*. This play/film is a sequel, and isn’t often produced today as a stand-alone (though originally the two plays seem not to have been done together very often, if at all).
*. It’s never been as popular as the first part, mainly because it’s not nearly as much fun. Instead of a big battle we have Hal’s younger brother John pulling a heel move on the rebels. Illness is a dominant metaphor throughout, as the old king is fading fast and Falstaff isn’t far behind, his glory days, recalled by Justice Shallow, now half a century or so behind him. The climax has the new king rejecting Falstaff, leaving him to the mercy of the court. This isn’t feel-good stuff.
*. Despite this, it’s a play that’s grown on me over the years and now I think I like it better than Part One. It’s darker, but fuller too.
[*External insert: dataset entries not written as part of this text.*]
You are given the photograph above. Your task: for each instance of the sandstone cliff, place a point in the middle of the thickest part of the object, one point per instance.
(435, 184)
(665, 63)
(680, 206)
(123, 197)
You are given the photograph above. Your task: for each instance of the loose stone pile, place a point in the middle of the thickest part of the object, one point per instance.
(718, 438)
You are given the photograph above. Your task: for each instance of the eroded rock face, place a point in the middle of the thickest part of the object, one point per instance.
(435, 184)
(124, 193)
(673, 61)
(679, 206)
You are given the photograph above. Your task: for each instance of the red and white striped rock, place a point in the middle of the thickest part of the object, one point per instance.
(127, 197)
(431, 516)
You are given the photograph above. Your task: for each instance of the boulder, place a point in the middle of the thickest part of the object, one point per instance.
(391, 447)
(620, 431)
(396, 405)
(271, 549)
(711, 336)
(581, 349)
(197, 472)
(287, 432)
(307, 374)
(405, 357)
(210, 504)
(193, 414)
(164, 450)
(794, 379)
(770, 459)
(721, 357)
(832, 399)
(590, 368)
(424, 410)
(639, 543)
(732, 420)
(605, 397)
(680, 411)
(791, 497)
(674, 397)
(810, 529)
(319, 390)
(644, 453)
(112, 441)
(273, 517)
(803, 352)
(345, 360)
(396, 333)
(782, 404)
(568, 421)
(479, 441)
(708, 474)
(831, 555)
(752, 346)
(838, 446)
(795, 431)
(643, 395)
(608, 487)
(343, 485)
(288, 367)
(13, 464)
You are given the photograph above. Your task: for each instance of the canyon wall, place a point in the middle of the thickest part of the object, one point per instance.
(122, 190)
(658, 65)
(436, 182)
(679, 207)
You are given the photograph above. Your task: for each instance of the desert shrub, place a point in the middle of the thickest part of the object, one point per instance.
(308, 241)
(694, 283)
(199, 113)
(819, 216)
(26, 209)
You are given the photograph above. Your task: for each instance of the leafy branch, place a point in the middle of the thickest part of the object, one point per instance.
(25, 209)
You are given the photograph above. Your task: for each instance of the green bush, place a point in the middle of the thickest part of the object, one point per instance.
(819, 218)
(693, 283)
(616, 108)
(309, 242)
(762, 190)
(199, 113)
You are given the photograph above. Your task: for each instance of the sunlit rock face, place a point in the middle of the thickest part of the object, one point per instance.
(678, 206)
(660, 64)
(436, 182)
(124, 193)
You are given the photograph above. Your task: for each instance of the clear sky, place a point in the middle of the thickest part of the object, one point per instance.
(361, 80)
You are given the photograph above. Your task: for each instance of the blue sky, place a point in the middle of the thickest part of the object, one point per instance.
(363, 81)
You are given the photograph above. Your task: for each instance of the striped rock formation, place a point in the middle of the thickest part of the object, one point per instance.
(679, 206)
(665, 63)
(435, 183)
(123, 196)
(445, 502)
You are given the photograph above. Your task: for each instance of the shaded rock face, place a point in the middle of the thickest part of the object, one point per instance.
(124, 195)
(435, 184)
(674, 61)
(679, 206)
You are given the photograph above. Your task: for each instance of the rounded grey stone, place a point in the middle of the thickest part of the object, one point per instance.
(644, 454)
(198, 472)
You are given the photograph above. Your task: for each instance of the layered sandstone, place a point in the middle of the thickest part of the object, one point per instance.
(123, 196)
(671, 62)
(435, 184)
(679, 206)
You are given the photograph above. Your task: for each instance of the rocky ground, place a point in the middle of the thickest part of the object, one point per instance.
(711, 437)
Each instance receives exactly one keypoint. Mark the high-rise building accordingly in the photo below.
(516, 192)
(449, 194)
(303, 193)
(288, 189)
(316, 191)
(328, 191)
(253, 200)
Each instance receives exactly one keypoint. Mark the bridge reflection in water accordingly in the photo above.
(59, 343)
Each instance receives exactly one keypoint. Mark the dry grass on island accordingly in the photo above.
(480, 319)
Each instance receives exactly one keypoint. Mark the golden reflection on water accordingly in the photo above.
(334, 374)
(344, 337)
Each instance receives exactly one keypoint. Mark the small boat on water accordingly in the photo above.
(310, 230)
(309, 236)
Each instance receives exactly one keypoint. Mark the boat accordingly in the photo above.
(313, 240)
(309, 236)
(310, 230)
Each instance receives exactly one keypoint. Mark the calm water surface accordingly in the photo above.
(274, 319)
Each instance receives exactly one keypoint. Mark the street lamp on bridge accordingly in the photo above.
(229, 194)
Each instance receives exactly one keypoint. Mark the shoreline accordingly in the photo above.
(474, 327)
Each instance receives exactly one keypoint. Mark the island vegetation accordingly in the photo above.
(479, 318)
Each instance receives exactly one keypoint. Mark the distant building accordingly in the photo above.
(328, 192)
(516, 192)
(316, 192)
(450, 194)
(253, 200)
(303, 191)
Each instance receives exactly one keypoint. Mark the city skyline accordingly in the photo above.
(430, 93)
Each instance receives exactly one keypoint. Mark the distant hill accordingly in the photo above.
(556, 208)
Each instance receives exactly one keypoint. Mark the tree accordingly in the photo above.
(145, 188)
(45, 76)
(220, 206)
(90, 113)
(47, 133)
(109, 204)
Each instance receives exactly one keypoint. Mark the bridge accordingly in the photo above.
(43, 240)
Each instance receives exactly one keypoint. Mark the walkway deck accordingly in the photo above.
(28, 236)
*. Despite the solid two-hour running time, a lot has been cut. I’ve addressed the reasons for this in my notes on the first two parts of the Hollow Crown series (Richard II and Henry IV Part One), and basically it boils down to making Shakespeare more “realistic” given today’s movie conventions. So instead of Rumour coming on stage to get things going (which might have been interesting) we have a series of flashbacks to the previous episode. But then this is a bit of material that is often cut even from stage productions.
*. Some of my favourite bits are missing. Lord Bardolph’s comparison of rebellion to the construction of a house that has to be carried through to completion or else leaving “the part-created cost / A naked subject to the weeping clouds, / And waste for churlish winter’s tyranny” is left out. But that’s perhaps not surprising. This is a play where characters like to talk a lot, and pages of blank verse are hard to credit on screen.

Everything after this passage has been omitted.